5. Interpret Molecular Behavior: Analyze molecular bonding, spectra, and the properties of molecular solids using quantum mechanical principles.
   • Why: Understanding molecular behavior helps explain the physical and chemical properties of matter, with applications in materials science, chemistry, and biology.
6. Characterize Band Theory and Semiconductors: Use band theory to distinguish between conductors, semiconductors, and insulators, and explain how doping modifies the behavior of semiconductor devices.
   • Why: Band theory and semiconductors are fundamental to modern electronics, from computers and smartphones to solar cells and LEDs.
7. Evaluate Nuclear Properties: Calculate nuclear binding energy and interpret the stability of nuclei, as well as describe the processes of radioactive decay and their applications.
   • Why: Understanding nuclear properties is vital for harnessing nuclear energy, ensuring radiation safety, and advancing medical imaging and treatments.
8. Apply Concepts of Nuclear Reactions: Explain the principles of nuclear fission and fusion, and evaluate their applications in energy production, medical technology, and their biological effects.
   • Why: Knowledge of nuclear reactions is crucial for addressing global energy challenges, advancing medical therapies, and understanding the processes powering stars.
9. Discuss Particle Physics: Summarize the structure of the Standard Model, apply conservation laws to particle interactions, and explain the role of quarks in forming hadrons.
   • Why: Particle physics uncovers the fundamental building blocks of the universe and drives cutting-edge research in cosmology, quantum theory, and technology.
10. Connect Quantum Mechanics to Modern Applications: Relate quantum mechanical principles to real-world applications, including lasers, X-rays, and emerging technologies like quantum computing.
    • Why: Quantum mechanics has revolutionized science and technology, and its applications are transforming industries such as medicine, telecommunications, and computing.

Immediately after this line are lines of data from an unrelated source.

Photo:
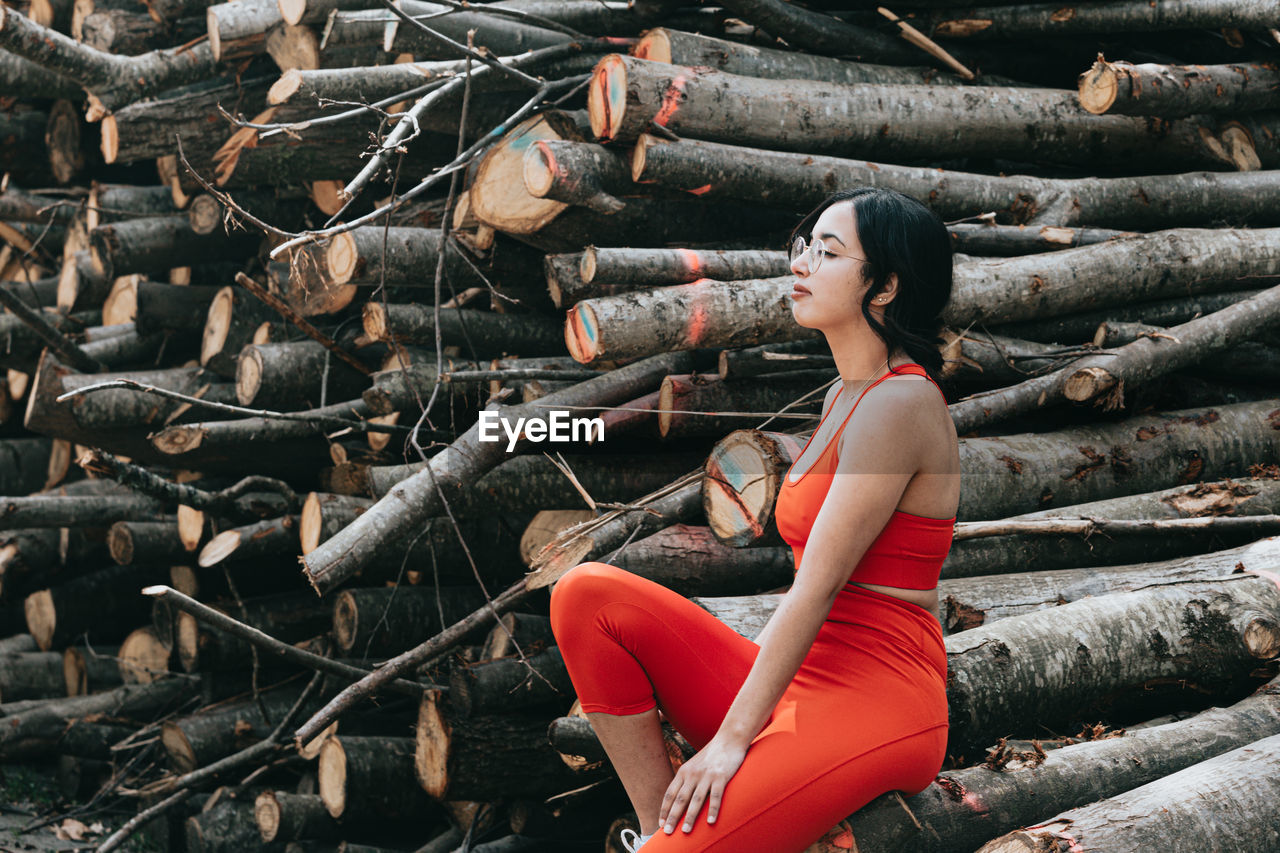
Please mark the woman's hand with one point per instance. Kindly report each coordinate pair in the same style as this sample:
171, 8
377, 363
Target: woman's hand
700, 779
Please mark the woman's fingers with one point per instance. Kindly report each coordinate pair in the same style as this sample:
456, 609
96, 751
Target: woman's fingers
695, 804
714, 801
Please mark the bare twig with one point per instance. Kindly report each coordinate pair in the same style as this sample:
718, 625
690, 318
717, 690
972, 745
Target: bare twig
264, 641
227, 502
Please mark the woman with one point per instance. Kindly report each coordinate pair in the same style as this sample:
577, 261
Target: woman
842, 696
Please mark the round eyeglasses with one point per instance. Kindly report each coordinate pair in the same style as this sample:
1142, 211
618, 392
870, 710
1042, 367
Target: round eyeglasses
816, 251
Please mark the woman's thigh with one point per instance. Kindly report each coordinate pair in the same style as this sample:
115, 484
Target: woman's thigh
630, 643
794, 787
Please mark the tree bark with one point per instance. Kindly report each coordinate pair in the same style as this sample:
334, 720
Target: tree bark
149, 128
1173, 806
708, 396
112, 81
36, 729
484, 757
691, 561
1174, 91
145, 542
31, 675
156, 243
676, 48
233, 318
577, 173
822, 33
287, 617
464, 460
35, 81
656, 267
1008, 553
528, 633
1082, 328
705, 314
492, 334
369, 778
1127, 16
905, 122
123, 32
282, 816
1134, 363
202, 738
800, 181
1038, 286
293, 375
104, 603
170, 308
1208, 635
1027, 787
266, 539
91, 670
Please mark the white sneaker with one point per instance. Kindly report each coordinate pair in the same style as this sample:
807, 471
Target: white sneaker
635, 842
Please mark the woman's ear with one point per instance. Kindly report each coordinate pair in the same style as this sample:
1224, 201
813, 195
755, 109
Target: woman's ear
887, 293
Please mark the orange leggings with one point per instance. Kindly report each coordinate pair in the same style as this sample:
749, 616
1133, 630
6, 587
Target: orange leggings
867, 712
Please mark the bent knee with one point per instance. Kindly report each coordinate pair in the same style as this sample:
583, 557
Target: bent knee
583, 589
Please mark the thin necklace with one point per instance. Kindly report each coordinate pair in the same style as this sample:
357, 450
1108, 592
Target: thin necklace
816, 434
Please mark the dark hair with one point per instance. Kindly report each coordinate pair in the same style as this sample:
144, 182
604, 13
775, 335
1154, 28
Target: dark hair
900, 235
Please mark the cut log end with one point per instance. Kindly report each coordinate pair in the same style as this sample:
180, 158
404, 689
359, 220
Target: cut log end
310, 525
215, 41
292, 12
607, 97
144, 657
220, 547
346, 621
1088, 383
1098, 87
109, 138
119, 543
539, 169
266, 808
342, 259
41, 617
174, 441
432, 747
639, 155
205, 214
122, 301
586, 265
654, 45
191, 527
333, 776
286, 87
580, 333
375, 322
248, 375
218, 324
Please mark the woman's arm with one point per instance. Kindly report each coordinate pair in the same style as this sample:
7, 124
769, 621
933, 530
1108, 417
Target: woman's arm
863, 495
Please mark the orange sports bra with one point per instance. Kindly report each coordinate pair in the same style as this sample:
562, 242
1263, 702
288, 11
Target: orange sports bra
909, 550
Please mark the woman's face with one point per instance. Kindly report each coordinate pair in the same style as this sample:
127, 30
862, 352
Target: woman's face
830, 299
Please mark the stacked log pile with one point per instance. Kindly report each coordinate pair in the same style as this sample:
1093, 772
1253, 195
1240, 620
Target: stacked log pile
280, 278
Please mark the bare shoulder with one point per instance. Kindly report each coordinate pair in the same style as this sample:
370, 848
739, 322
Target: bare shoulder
904, 413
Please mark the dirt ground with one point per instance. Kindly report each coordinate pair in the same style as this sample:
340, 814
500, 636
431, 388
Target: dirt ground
31, 792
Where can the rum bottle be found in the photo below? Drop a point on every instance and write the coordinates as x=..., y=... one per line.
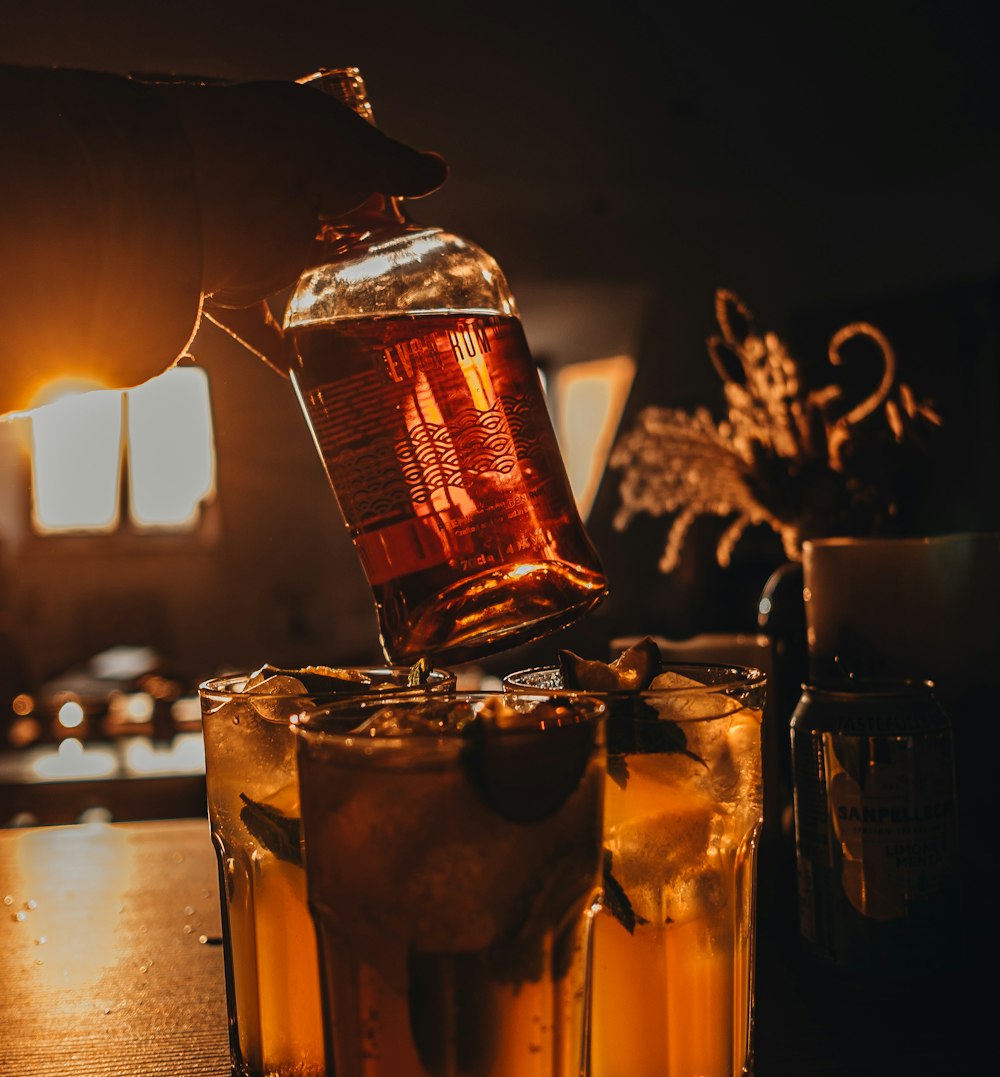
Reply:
x=412, y=369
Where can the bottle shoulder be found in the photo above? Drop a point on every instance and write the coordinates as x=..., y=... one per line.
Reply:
x=413, y=270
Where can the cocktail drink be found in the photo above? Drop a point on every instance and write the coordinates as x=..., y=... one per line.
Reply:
x=672, y=989
x=272, y=990
x=453, y=851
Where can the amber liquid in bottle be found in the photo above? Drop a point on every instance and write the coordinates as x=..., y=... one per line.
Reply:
x=435, y=436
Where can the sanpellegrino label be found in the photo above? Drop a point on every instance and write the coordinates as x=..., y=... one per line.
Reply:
x=876, y=831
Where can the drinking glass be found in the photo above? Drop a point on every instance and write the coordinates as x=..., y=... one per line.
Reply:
x=453, y=851
x=272, y=989
x=672, y=987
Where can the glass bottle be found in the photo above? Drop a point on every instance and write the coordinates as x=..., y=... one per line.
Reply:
x=412, y=369
x=876, y=831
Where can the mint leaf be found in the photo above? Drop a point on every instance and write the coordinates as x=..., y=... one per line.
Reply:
x=278, y=833
x=618, y=770
x=616, y=900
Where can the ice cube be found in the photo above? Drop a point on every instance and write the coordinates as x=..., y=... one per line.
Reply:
x=667, y=864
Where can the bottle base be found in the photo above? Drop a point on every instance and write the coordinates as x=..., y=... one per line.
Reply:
x=495, y=611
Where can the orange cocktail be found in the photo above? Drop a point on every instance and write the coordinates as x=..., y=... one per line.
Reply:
x=272, y=982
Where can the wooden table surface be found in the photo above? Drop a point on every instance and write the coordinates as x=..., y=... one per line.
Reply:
x=112, y=967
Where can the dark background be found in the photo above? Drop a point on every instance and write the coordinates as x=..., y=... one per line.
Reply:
x=828, y=163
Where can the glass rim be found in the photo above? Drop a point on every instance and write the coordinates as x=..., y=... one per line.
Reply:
x=732, y=677
x=224, y=686
x=306, y=724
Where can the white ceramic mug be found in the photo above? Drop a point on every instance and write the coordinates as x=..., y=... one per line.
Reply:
x=921, y=607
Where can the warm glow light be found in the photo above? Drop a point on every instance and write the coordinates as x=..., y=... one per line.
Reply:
x=171, y=459
x=71, y=715
x=74, y=760
x=75, y=462
x=590, y=399
x=184, y=755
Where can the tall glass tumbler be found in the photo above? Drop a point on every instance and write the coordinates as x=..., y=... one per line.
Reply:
x=272, y=988
x=453, y=853
x=672, y=990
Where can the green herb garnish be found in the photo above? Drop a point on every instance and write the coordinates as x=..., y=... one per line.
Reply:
x=278, y=833
x=616, y=900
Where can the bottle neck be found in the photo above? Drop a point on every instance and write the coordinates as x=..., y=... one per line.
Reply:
x=381, y=215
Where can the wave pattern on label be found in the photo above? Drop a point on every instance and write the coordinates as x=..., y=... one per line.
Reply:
x=389, y=476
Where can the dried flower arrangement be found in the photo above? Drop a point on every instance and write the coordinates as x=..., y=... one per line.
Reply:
x=805, y=462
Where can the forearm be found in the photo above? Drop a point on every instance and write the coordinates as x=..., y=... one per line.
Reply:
x=100, y=241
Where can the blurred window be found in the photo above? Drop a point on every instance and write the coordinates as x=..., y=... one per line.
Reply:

Upon completion of this course students will be able to

1. demonstrate the ability to translate a physical description to a mathematical equation.
2. demonstrate the ability to present clear, logical and succinct arguments.
3. demonstrate the ability to organize and carry out long, complex physics problems.

The grading system used in this course is probably vastly different from that of any other course you have taken. The grading system is actually not grading at all; it is even called ungrading or going gradeless by educators who implement it.

Research has informed us that descriptive feedback, rather than letter grades or scores, leads to higher learning gains and that using grades in an attempt to improve performance is not effective. There is evidence that grades encourage competition over cooperation, suppress creativity, foster a fear of failure, and reduce interest in learning. If you are curious, this review article discusses research related to grades: Teaching More by Grading Less (or Differently).

Much of this is confirmed by other researchers like Carol Dweck, whose book Mindset introduced the world to the concept of growth mindset, and Daniel Pink, whose book Drive argued that extrinsic rewards and punishments actually stifle creativity, higher-order thinking, and intrinsic motivation.

It is my hope to engender the dispositions of growth mindset and intrinsic motivation in my students,

so I want to eliminate any practices that work against students developing them.

In this class, after you turn in work for an assignment, you will receive written and/or verbal feedback about what you did well and what you can do to improve. You will also reflect on your work and your learning goals each week. Throughout the semester, you will have opportunities to assess your own work, to make improvements in response to feedback, and to elicit and receive new feedback — all of which has been shown to aid students in becoming more engaged and effective learners.

I understand that you will not automatically know how to evaluate yourself and your work, so I will help you learn methods of self-evaluation along the way. I hope to help you learn to move from talking about your performance (i.e. what an A looks like) to talking about your learning: what did you figure out? What obstacles did you overcome? What remains challenging that you want to keep working on? What can you now do that you couldn’t do before?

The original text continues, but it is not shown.